Some properties of tangent spaces to metric spaces

The recent achievements in the metric space theory are closely related to some generalizations of differentiation. See, for instance, the concept of weak gradient [6] or Cheeger's notion of differentiability for Rademacher's theorem in certain metric measure spaces [1].

A tangent space to an arbitrary metric space X at a point p from X was defined in [5] as a factor space of some family of sequences of points of X which converge to p. This approach makes possible to define a metric space valued derivative of functions f from X to Y, X and Y are metric spaces, as mappings between tangent spaces to X and, respectively, to Y [2].

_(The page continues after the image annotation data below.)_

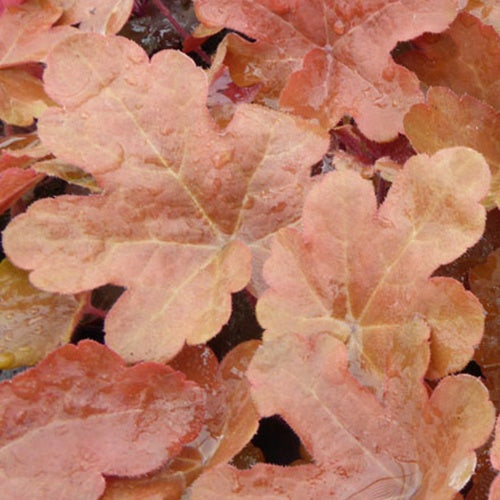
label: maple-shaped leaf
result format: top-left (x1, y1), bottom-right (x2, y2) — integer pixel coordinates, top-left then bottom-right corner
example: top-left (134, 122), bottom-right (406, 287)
top-left (0, 259), bottom-right (85, 370)
top-left (396, 12), bottom-right (500, 109)
top-left (0, 340), bottom-right (204, 500)
top-left (3, 34), bottom-right (328, 360)
top-left (0, 67), bottom-right (53, 127)
top-left (404, 87), bottom-right (500, 206)
top-left (191, 334), bottom-right (494, 500)
top-left (257, 148), bottom-right (489, 385)
top-left (103, 340), bottom-right (259, 500)
top-left (195, 0), bottom-right (456, 141)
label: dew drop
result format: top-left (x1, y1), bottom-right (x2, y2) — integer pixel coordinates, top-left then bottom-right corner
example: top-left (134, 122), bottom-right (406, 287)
top-left (333, 19), bottom-right (345, 35)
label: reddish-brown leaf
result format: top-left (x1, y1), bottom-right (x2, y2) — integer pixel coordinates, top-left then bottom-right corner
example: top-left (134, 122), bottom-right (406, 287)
top-left (465, 0), bottom-right (500, 32)
top-left (191, 334), bottom-right (494, 500)
top-left (0, 340), bottom-right (204, 500)
top-left (195, 0), bottom-right (456, 141)
top-left (99, 341), bottom-right (259, 500)
top-left (0, 259), bottom-right (85, 370)
top-left (396, 12), bottom-right (500, 109)
top-left (257, 148), bottom-right (489, 386)
top-left (4, 34), bottom-right (328, 361)
top-left (404, 87), bottom-right (500, 206)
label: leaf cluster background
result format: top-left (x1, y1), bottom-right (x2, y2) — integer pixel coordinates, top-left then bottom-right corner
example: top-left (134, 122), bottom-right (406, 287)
top-left (0, 0), bottom-right (500, 499)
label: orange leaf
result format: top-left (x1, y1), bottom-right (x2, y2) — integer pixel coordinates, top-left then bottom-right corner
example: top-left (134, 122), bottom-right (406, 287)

In the lecture will be discussed some examples of tangent spaces to metric spaces and, moreover, will be described the metric spaces which have bounded or proper or compact tangent spaces [3] and metric spaces having ultrametric tangent spaces [4].

References
[1] R. Cheeger, Differentiability of Lipschits functions on metric measure spaces // GAFA, Geom. Func. Anal. 9, 428-517, 1999.
[2] O. Dovgoshey, Tangent spaces to metric spaces and to their subspaces // Ukrain. Math. Bull. 5 (4), (2008), 468-485.
[3] O. Dovgoshey, F. Abdullayev, M. Kucukaslan, Compact tangent metric spaces // Reports in Math. University of Helsinki, 482, (2008), 33 p.
[4] O. Dovgoshey, O. Dordovskyi, Ultrametricity and metric beetwenness in tangent spaces to metric spaces (submitted).
[5] O. Dovgoshey, O. Martio, Tangent spaces to metric spaces // Report in Math. Universtiy of Helsinki, 480, (2008), 20 p.
[6] J. Heinonen, Lectures on Analyisis on Metric Spaces, Springer-Verlag, NewYork, 2001.